Hoy quizás sería mejor persona, más útil a mi clase si, en lugar de hablarme en la catequesis de los largos días que pasó Jesús meditando en el desierto, o de las famosas Bodas de Canaan, aquellos señores con el yugo y las flechas grabados en la hebilla del cinturón -los mismos que mandaron a morir a Antonio Machado a Colliure y le expulsaron del cuerpo de enseñantes-, me hubiesen hablado de Picasso, de Castelao, de Rosalía, de los bestiales atardeceres en el Valle de Ordesa, de los prodigiosos colores del otoño en los Pirineos oscenses; del rumor de los lienzos de lluvia descendiendo verticalmente sobre la llanura castellana, la fraga gallega y el bosque de Iratí; de las hogueras de los veranos en los pueblos mediterráneos y en estas islas donde hoy reconstruyo los grises días del pasado; de todos aquellos valerosos hombres y mujeres que se dejaban la juventud y la vida en las montañas, hostigando al Señor de El Pardo, mientras en la “Capital del Imperio” se nos hacía alzar nuestros flacos bracitos de niños mal alimentados de 6 ó 7 años hacia aquella bandera enemiga que ondeaba en el balcón de aquel colegio de la calle Antonio Salvador, de Madrid, al pie mismo de la desaparecida fuente.

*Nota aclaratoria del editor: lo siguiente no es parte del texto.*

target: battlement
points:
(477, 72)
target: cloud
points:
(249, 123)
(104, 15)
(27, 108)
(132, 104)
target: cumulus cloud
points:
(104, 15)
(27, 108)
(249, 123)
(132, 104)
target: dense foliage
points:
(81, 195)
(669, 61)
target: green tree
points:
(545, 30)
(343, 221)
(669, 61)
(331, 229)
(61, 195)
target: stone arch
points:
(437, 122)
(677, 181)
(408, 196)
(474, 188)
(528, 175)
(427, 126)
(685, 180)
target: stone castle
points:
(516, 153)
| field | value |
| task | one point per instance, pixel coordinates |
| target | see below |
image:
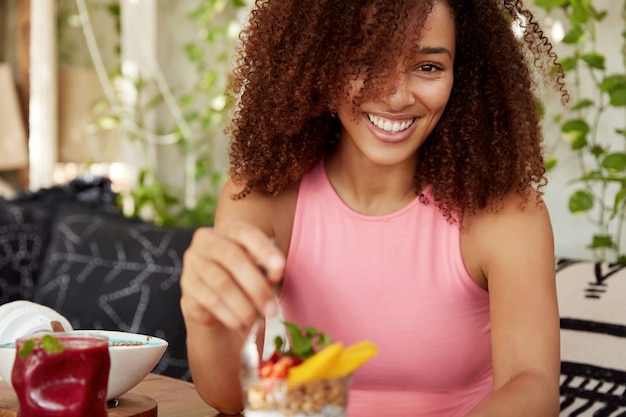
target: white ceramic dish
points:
(25, 318)
(133, 356)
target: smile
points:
(389, 125)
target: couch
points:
(70, 249)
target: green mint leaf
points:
(305, 342)
(279, 344)
(27, 348)
(51, 344)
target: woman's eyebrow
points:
(428, 50)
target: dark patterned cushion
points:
(592, 304)
(104, 271)
(24, 230)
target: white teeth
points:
(389, 126)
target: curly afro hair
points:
(296, 58)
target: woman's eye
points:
(428, 68)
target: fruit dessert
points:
(309, 378)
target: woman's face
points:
(389, 130)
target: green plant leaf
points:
(574, 36)
(569, 63)
(27, 348)
(618, 203)
(581, 11)
(613, 82)
(550, 162)
(594, 60)
(602, 242)
(580, 202)
(615, 162)
(51, 344)
(305, 342)
(583, 104)
(618, 97)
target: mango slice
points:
(352, 358)
(318, 365)
(333, 361)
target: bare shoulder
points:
(518, 232)
(271, 213)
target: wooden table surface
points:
(174, 397)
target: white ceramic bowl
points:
(133, 356)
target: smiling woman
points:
(386, 183)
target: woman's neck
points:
(369, 188)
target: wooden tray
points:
(129, 405)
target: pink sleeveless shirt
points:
(399, 281)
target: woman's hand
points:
(228, 273)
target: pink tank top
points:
(399, 281)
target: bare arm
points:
(222, 289)
(515, 252)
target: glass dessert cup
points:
(70, 382)
(281, 397)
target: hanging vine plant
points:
(600, 192)
(198, 115)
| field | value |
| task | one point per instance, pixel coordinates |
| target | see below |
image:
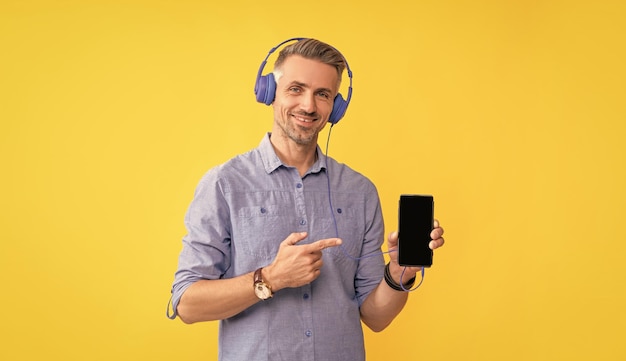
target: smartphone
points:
(415, 218)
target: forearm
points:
(385, 303)
(209, 300)
(382, 306)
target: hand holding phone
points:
(415, 218)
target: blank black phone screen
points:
(415, 220)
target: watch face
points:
(262, 291)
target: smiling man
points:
(289, 274)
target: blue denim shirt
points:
(243, 210)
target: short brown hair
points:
(315, 50)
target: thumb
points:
(392, 239)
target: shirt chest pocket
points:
(261, 229)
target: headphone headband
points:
(265, 86)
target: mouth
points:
(304, 118)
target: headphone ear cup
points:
(339, 109)
(265, 89)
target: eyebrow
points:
(304, 85)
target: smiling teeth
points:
(304, 120)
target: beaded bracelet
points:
(394, 285)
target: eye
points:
(324, 94)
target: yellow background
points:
(511, 113)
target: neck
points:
(299, 156)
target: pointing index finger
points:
(322, 244)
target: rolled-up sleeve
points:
(206, 246)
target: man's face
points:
(304, 98)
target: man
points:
(289, 277)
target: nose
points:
(307, 103)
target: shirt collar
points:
(271, 162)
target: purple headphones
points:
(265, 88)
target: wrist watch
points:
(261, 289)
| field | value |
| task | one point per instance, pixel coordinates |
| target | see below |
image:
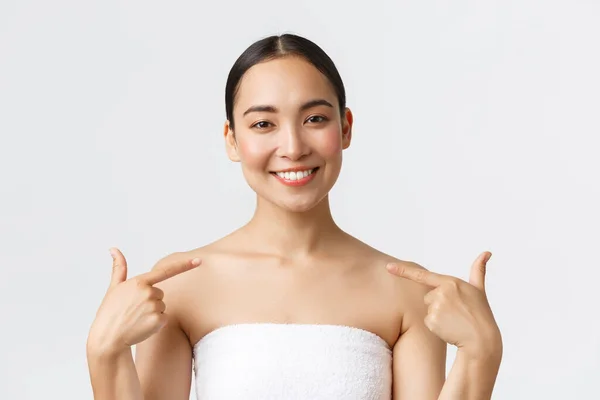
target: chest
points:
(342, 296)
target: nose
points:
(292, 144)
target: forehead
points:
(283, 82)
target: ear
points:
(347, 128)
(230, 143)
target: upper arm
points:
(419, 356)
(164, 360)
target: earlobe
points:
(347, 129)
(230, 143)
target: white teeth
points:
(294, 175)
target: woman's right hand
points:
(132, 309)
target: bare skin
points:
(291, 264)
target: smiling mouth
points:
(295, 175)
(295, 178)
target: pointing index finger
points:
(162, 273)
(416, 273)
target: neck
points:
(291, 234)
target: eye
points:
(316, 119)
(261, 125)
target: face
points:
(289, 134)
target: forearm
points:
(472, 379)
(114, 376)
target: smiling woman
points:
(289, 306)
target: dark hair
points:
(274, 47)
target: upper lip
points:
(294, 169)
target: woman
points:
(290, 306)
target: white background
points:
(476, 128)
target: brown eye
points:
(316, 119)
(261, 125)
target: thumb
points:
(477, 277)
(119, 273)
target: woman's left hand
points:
(458, 312)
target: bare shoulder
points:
(407, 295)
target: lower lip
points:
(297, 182)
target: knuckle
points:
(420, 275)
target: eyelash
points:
(322, 119)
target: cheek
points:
(329, 142)
(253, 152)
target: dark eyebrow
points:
(303, 107)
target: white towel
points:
(265, 361)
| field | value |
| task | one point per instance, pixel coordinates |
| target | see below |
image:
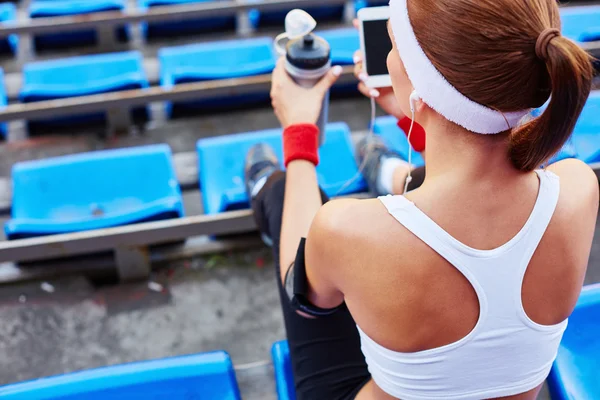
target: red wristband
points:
(301, 142)
(417, 137)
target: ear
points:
(420, 106)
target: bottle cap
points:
(308, 52)
(298, 23)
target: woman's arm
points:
(301, 203)
(295, 105)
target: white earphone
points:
(414, 97)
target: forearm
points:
(301, 203)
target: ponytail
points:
(570, 73)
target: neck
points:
(455, 153)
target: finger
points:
(329, 79)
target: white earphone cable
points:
(362, 165)
(409, 176)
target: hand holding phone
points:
(375, 45)
(384, 95)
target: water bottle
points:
(307, 60)
(308, 57)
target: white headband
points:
(435, 90)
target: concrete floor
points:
(219, 302)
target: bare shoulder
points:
(345, 219)
(344, 230)
(579, 185)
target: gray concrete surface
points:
(219, 302)
(207, 304)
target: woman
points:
(460, 289)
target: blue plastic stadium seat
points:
(586, 136)
(221, 165)
(80, 76)
(8, 13)
(388, 129)
(581, 24)
(93, 190)
(201, 376)
(216, 60)
(576, 371)
(344, 42)
(567, 151)
(284, 377)
(3, 103)
(57, 8)
(211, 24)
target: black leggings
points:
(325, 352)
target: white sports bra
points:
(506, 353)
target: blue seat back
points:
(145, 4)
(581, 24)
(388, 129)
(575, 373)
(83, 75)
(216, 60)
(221, 166)
(52, 8)
(93, 190)
(586, 136)
(167, 28)
(8, 13)
(3, 103)
(344, 42)
(284, 377)
(202, 376)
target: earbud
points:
(414, 97)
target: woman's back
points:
(408, 298)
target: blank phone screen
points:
(377, 46)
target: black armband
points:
(297, 289)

De todo eso me hubiera gustado que me hablaran en aquellas tediosas clases con detalladas recitaciones de la lista de los reyes godos, el misterio de la Santísima Trinidad, los nombres del fundador de la Falange y el lugar de nacimiento de Su Excelencia el Generalísimo Francisco Franco Bahamonde. De aquello y de qué había tras aquellos hombres y mujeres que se arracimaban en los tranvías, en las oscuras tabernas, en los campos de fútbol, en los numerosos penales de Cuelgamuros, Ocaña, Burgos, en todo aquel entramado de comisarías y de centros de detención donde se torturaba al hombre. Aquellos cines con fuerte olor a sudor y a fracaso, abarrotados de seres con sus ropillas remendadas, embriagados de derrota pero también investidos de toda la dignidad del Ángel caído; de qué color eran los días al otro lado de aquellas hogueras de los arrabales y bajo los puentes, donde se agrupan esos indigentes; tras las desgarradoras voces de Doroteo Martí y todos los seriales anticomunistas; tras las palabras triunfalistas de los jerarcas falangistas por el arrollador avance de las tropas nazis en los territorios de Europa y toda la literatura de los vencedores, con los García Serrano, y los Pemán a la cabeza, lejanos ya los días del fuego, de las alegres romerías, de las grandes concentraciones obreras y de la tenaz resistencia ante un mundo que se negaba a cambiar.

Menos doctrina y un poco más de justicia social, educación y pan blanco en el mundo.